"In the synagogue there was a man possessed by a demon, an evil spirit. He cried out at the top of his voice, ‘Ha! What do you want with us, Jesus of Nazareth? Have you come to destroy us? I know who you are — the Holy One of God!’ ‘Be quiet!’ Jesus said sternly…" —Luke 4:33-35
Once when I visited an old, large cathedral, a choir was practicing at the front of the sanctuary. Beautiful music echoed everywhere. Even though I was in the back near the narthex, I could tell they were singing a hymn in Latin. I recognized the tune as one of my favorite hymns, “All Creatures of Our God and King.” There weren’t many people around, so I began singing along. A church worker approached and in no uncertain terms told me I was being a disturbance. I looked around at the high arches and lovely stained-glass windows, the tables of candles and statues—wasn’t this a place to praise God?
I'm not about to pass judgment on any cleric at that cathedral.

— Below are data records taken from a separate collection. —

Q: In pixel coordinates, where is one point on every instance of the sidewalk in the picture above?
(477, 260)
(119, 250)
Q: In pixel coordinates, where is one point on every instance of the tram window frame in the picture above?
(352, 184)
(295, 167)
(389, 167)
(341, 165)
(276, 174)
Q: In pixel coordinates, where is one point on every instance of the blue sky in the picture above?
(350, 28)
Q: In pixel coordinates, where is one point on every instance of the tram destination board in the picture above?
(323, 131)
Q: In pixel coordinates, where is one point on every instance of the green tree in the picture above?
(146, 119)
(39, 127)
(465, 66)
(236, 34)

But I have to admit, the church felt “religious,” a grand display of formality and ritualism. I was reminded of today’s verse. Evil spirits—that is, religious spirits—feel very at home in some churches and synagogues. They feel very comfortable in church buildings, or even congregations, where the focus is on rituals and traditions, rather than the vibrant life of the Spirit of Christ.
That particular church building was not the only place in which I’ve sung impromptu praises to God. There were great cathedrals in Europe, as well as in Notre Dame (the cornerstone for this cathedral was laid in 1163). Should you ever visit one of these church buildings in cities around the world, softly fill it with prayers and hymns. Let’s remind those old arched ceilings that they were built for the glory of God.
Father God, thank you that your Word has been preached from ancient pulpits over 2000 years. I pray against every religious spirit that wars against the Spirit of life.